What aspect of the film do you think works best and is there anything that you think could have been improved?
“After the second shoot we didn’t have the car stunt or even the final battle with the mummy and we knew that many other scenes were incomplete or would have to be re-shot for quality reasons, so Pal and I had to log all 50+ hours to determine specifically what we had. I then re-wrote parts of the script to allow us to piece together as much as possible so that we could complete the film in one more shoot.

“That last shoot was more complicated than the previous two because we were filling in pieces of scenes that were shot over a year earlier. In a couple of cases shots in the same scene were filmed a year and a half apart. (In one scene the change in age and voice between shots of the Professor turned out rather jarring.)

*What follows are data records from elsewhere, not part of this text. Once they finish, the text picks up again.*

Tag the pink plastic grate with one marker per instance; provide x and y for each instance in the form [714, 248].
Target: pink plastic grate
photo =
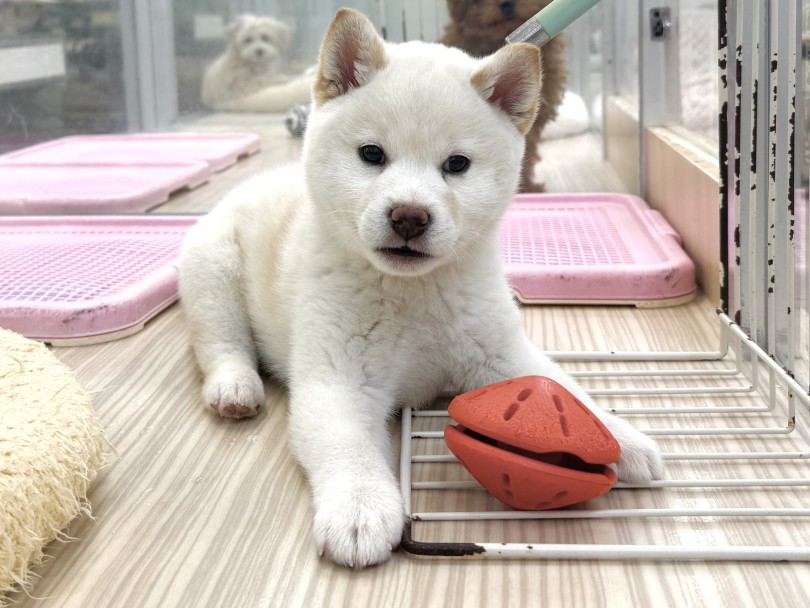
[593, 248]
[72, 188]
[69, 278]
[218, 150]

“Although it took an inordinate amount of time and effort (and money) to piece everything together, I think the final film captures what was originally intended: an alternative universe in which luchadores and resurrected Aztec mummies are as mundane as cops and robbers. Whatever small issues there are don’t really bother me because I view films like impressionist paintings: the focus should be on immersion into the world that’s depicted rather than on the details of the brush strokes.

“However, if I had to point to something that could be improved it would have to be the scene in which the twins seduce Mil. We just didn’t have the coverage to make that work right, so we ended up piecing together a bunch of disparate elements to make something reasonably coherent.”

How has the film been received and what are the current plans for release?
“The film has played at film festivals around the world to enthusiastic audiences. The reviews have all been extremely positive (except, ironically, for a couple of local reviews in Missouri, where the film was produced). A Spanish review after the Cinema Fantastico festival in Estepona described it as the best lucha film ever made but audience feedback reveals a much broader appeal than what one might expect for a typical lucha film.

“As for distribution, we have had queries from many distributors around the world since 2004, including one very exciting opportunity with one of the majors, but the plan right now is to let the film complete the international festival circuit before making any commitments. I think the last of festivals will be in South America sometime in the spring or summer of 2009.”